Few realize that roughly half of the 50 United States, including California, allow physicians to make decisions for their patients without fully informing them of risks and alternatives. In the same way, the American Medical Association has placed the blame for our health care crisis on insurance companies while neglecting to mention that our medical and pharmaceutical paradigm is based on junk science that is mathematically impossible. As a result of this lack of disclosure, taxpayers are forced to fund expensive research that has no basis in science, throwing even more good money after bad. Ultimately, taxpayers have no say in stopping the AMA, Universities, and health care providers from wasting their money. The only democratic scrutiny in our medical system is our Byzantine tort system, resulting in the worst outcomes for everyone.

Many BioTech CEOs have long believed that IT people would leverage the valley's continuing education infrastructure to launch new careers in BioTech. Instead, they represent the tip of a wedge that will turn the BioTech Industry upside down. Silicon Valley engineers are learning that the current paradigm must be replaced with computer science based methods. Many of today’s pharmaceutical companies will write-off multi-billion dollar pipelines, or face the wrath of the tort industry. What remains to be seen is whether the CEOs and shareholders will be forced to swallow the loss, or whether we all have to continue to pay for dangerous, ineffective, and toxic drugs through our Medicaid and Medicare dollars. A new industry and a new way of doing business will arise out of the ashes of the old BioTech and Big Pharm model.

Awareness that biological information systems and human designed IT systems converge on the same design principles is increasingly reaching IT executives and VCs. Silicon Valley will pounce on the opportunity to get in on the bonanza. A new tech boom will result as the valley re-deploys existing talent to develop and patent models of biological pathways that will then be licensed to create “System-designed” diagnostics and drugs.

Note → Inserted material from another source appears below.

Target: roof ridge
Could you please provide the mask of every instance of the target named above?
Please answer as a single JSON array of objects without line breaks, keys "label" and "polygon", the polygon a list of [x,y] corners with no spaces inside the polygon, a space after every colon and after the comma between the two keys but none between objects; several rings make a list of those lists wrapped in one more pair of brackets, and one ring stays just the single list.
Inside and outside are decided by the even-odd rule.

Next generation companies will cooperate through open source consortia, forcing pharmaceutical and university researchers to change or face extinction. In addition to the promise of lower health care costs, IT companies will be motivated to participate in open source medical research by the need to acquire new engineering skills. IT companies will learn how to revolutionize their own core markets with nano-based technologies. Health care will become digital, democratized, ubiquitous and cheap. An entirely new product-oriented health care paradigm will displace the existing people and players and create new fortunes for entrepreneurs and savvy executives. Those individuals and companies that successfully make the transition will enjoy unprecedented opportunities for achievement and wealth.


Medicine is Based on Outdated Science


Today, drug development and physician practices are based on the belief that a system is nothing more than the sum of its parts studied in isolation. This ideology is called "Reductionism". According to Doctors and Bio-Chemists, living systems are the products of chemical reactions and nothing more. Based on the laws of chemistry and nothing more, doctors and researchers believe that they can understand a system "bottoms up". Our tax dollars and insurance premiums go to the private and academic medical complex based on these beliefs. The trouble is that science has known that this belief is not mathematically sound since 1931 when Kurt Godel published his Incompleteness Theorem.

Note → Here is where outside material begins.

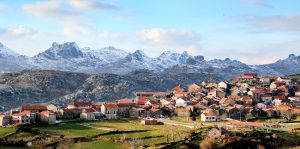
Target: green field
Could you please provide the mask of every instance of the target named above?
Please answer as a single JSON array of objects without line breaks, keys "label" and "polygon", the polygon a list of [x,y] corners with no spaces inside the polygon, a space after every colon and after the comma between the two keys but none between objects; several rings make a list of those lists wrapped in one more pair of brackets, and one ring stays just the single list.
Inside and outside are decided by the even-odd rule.
[{"label": "green field", "polygon": [[[141,144],[158,144],[164,143],[167,141],[178,141],[183,140],[184,137],[188,136],[192,131],[190,128],[181,127],[181,126],[170,126],[170,125],[143,125],[140,123],[140,120],[107,120],[107,121],[98,121],[98,122],[88,122],[87,124],[95,127],[107,127],[114,128],[120,131],[134,131],[134,130],[143,130],[142,132],[134,133],[122,133],[122,134],[112,134],[104,136],[108,140],[122,140],[122,139],[134,139],[138,140]],[[151,137],[158,136],[153,138]],[[168,138],[167,138],[168,136]]]},{"label": "green field", "polygon": [[8,135],[12,132],[15,132],[16,131],[16,128],[12,127],[12,128],[4,128],[4,127],[0,127],[0,138],[5,136],[5,135]]},{"label": "green field", "polygon": [[121,149],[121,148],[128,148],[127,145],[122,143],[116,143],[106,140],[95,140],[92,142],[82,142],[70,145],[73,149]]},{"label": "green field", "polygon": [[77,122],[62,123],[60,125],[53,126],[37,126],[41,131],[48,132],[52,135],[64,135],[67,138],[81,137],[81,136],[94,136],[97,134],[105,133],[105,130],[93,129],[80,125]]},{"label": "green field", "polygon": [[290,75],[289,77],[293,78],[293,79],[300,79],[300,74],[298,74],[298,75]]},{"label": "green field", "polygon": [[[188,137],[192,129],[171,125],[143,125],[140,120],[104,120],[104,121],[68,121],[59,125],[33,125],[32,130],[42,133],[18,132],[8,140],[33,141],[34,145],[42,145],[60,140],[61,146],[69,148],[131,148],[133,146],[147,145],[154,147],[161,143],[183,140]],[[110,128],[111,130],[103,130]],[[16,128],[0,128],[1,136],[14,132]],[[121,131],[121,132],[120,132]],[[111,132],[112,134],[107,134]],[[43,137],[44,133],[50,135]],[[78,137],[91,137],[89,142],[65,142],[60,138],[72,139]],[[100,135],[100,136],[98,136]],[[39,139],[42,138],[42,139]]]}]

Scientists have long accepted that biological systems are complex systems that store, transmit, and process information to successfully compete and adapt in their ecosystems. Information Theory is the branch of physics that governs all information systems in the universe. In accordance with these laws, information systems that must adapt to continually changing parameters take on hierarchical and modular structures for maintainability. These laws govern systems that are implemented in silicon-based chemistry as well as carbon-based chemistry. Living systems and IT systems converge on exactly the same handful of design patterns that have been used by human engineers for decades.